The combined petrosal (CP) approach has been traditionally used to resect petroclival meningioma (PCM). The pretemporal transcavernous anterior petrosal (PTAP) approach has emerged as an alternative. A quantitative comparison of both approaches has not been made. This anatomical study compared the surgical corridors afforded by both approaches and identified key elements of the approach selection process.

METHODS

Twelve cadaveric specimens were dissected, and 10 were used for morphometric analysis. Groups A and B (n = 5 in each) underwent the CP and PTAP approaches, respectively. The area of drilled clivus, lengths of cranial nerves (CNs) II–X, length of posterior circulation vessels, surgical area of exposure of the brainstem, and angles of attack anterior and posterior to a common target were measured and compared.

RESULTS

The area of drilled clivus was significantly greater in group A than group B (mean ± SD 88.7 ± 17.1 mm2 vs 48.4 ± 17.9 mm2, p < 0.01).
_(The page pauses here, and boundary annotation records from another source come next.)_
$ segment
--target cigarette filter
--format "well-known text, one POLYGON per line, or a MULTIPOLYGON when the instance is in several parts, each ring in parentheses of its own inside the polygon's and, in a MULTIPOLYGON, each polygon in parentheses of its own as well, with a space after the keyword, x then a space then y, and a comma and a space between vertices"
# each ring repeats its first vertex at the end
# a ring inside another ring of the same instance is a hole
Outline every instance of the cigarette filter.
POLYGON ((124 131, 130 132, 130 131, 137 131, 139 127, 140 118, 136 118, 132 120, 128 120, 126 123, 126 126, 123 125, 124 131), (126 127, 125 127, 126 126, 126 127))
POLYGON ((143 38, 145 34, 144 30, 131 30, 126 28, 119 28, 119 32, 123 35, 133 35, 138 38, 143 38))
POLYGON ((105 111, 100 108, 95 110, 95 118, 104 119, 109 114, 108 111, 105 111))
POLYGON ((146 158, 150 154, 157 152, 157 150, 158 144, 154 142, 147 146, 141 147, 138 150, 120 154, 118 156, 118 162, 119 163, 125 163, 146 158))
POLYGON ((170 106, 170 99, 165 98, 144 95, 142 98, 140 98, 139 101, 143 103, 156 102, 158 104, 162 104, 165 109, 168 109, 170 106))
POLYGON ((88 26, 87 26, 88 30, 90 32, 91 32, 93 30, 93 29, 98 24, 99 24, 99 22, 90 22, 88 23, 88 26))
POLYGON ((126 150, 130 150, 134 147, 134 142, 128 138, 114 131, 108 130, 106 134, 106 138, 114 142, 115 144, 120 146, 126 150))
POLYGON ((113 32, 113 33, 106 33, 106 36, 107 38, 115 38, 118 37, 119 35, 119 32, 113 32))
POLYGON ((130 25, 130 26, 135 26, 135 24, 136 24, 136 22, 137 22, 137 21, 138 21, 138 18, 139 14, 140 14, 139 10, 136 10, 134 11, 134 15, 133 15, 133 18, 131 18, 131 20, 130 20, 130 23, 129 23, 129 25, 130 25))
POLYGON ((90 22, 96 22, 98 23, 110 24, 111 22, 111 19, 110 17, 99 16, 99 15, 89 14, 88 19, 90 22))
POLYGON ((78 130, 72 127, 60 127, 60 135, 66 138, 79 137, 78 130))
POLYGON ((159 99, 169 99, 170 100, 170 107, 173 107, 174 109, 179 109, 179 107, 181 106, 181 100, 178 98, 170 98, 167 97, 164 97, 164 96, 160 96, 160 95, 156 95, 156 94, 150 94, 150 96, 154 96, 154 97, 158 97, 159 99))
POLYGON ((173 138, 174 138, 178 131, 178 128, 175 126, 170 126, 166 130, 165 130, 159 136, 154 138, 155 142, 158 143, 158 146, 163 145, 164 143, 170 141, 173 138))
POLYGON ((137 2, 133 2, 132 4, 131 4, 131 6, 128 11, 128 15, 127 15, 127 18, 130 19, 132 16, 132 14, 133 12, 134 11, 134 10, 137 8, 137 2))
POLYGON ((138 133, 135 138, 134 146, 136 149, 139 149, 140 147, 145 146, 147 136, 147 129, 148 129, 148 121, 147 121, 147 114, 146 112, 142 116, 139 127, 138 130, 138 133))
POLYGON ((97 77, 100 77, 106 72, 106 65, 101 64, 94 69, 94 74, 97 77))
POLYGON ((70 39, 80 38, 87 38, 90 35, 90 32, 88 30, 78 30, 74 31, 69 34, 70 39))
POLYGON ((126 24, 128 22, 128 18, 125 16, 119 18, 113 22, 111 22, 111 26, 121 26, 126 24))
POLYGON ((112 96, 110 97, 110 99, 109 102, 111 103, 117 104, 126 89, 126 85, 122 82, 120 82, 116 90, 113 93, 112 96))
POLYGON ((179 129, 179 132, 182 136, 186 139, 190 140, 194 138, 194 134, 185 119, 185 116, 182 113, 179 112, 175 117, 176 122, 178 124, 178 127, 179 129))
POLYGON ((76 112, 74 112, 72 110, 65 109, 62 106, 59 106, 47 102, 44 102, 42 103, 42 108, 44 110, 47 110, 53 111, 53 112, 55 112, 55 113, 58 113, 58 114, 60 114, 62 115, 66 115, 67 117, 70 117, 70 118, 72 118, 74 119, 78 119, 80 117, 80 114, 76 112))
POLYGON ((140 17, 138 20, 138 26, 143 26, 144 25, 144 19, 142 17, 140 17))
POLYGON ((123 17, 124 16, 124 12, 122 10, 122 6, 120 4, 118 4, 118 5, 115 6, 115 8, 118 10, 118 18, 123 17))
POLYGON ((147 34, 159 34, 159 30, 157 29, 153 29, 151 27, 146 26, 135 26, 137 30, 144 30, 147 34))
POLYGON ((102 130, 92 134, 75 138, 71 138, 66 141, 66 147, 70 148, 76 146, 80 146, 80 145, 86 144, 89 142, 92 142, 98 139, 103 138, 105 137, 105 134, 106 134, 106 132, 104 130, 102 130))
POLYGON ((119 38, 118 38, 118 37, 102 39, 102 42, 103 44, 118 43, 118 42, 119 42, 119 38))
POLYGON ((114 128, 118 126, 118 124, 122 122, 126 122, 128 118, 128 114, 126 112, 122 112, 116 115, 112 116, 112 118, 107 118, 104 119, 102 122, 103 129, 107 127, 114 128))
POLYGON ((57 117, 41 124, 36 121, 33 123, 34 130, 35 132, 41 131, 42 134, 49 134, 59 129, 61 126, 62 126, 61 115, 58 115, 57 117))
Longer segments of ipsilateral CN IV (52.4 ± 2.33 mm vs 46.5 ± 3.71 mm, p < 0.02), CN IX, and CN X (9.91 ± 3.21 mm vs 0.00 ± 0.00 mm, p < 0.01) were exposed in group A than group B. Shorter portions of CN II (9.31 ± 1.28 mm vs 17.6 ± 6.89 mm, p < 0.02) and V1 (26.9 ± 4.62 mm vs 32.4 ± 1.93 mm, p < 0.03) were exposed in group A than group B. Longer segments of ipsilateral superior cerebellar artery (SCA) were exposed in group A than group B (36.0 ± 4.91 mm vs 25.8 ± 3.55 mm, p < 0.02), but there was less exposure of contralateral SCA (0.00 ± 0.00 mm vs 7.95 ± 3.33 mm, p < 0.01). There was no statistically significant difference between groups with regard to the combined area of the exposed cerebral peduncles and pons (p = 0.75). Although exposure of the medulla was limited, group A had significantly greater exposure of the medulla than group B (p < 0.01). Finally, group A had a smaller anterior angle of attack than group B (24.1° ± 5.62° vs 34.8° ± 7.51°, p < 0.03).

CONCLUSIONS

This is the first study to quantitatively identify the advantages and limitations of the CP and PTAP approaches from an anatomical perspective. Understanding these data will aid in designing maximally effective yet minimally invasive approaches to PCM.